そう言えば自分の4速883(現CRJ883、命名G3)のセッティングは、もう3年いじっていませんでした。
最後にいじったのはMJ#190JN2mm上げでしたが、CRJを組んだときもうそんなにパワフルじゃなくてもいいやと、単純にMJを#185に落としてほったらかしていました。

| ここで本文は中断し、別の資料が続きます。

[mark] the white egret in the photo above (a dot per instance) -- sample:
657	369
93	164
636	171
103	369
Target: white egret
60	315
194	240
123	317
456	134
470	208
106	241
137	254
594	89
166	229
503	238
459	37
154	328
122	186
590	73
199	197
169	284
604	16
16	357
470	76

しばらくCRJで走っていて薄々は感じていたのですが、去年の夏G3の秘密基地初訪問の折、
どうもオーバーラップが濃い感じがして、高速の巡航も下道も燃費が変わらないので、
ニードルを1mm落としました。
ついでにMJを#190に戻していたのですが、今度は高速加速がやや鈍い?。
あ~面倒くさいな~と、しばし放置状態でした。
その間ファンネルに手作業で変な細工をして乗ったものの、あまり変化なし。

探るのも面倒になって、MJ#185、JN1・5mm上げの標準に戻してみたので、先日書いた茨城ツーに
行ったのですが、色々なあれ?ってのがありまして、CRJでセパレート管に変えて、ん~とか思ってた低速が
気にならなくなっている。
ついでにもっさり感があった加速は、解消している。
おおっ?何か元気じゃん?。
てな感じで意外と吹け上がるので良しとしました。

危険防止のため(笑、コンペつきメットは使用せず、涙チョチョ切れリミッターが効く様に、オープンフェイスで
走ってましたが、中々好調、面倒くさいからこれでOKにしてしまった次第です(笑。
意外とガッツリ走るのはファンネルのイタズラのせい?。

コーナーも前より違和感ないし、もう少しちゃんと走ってみようかな。
やっぱり早朝、早起きツーですか(笑。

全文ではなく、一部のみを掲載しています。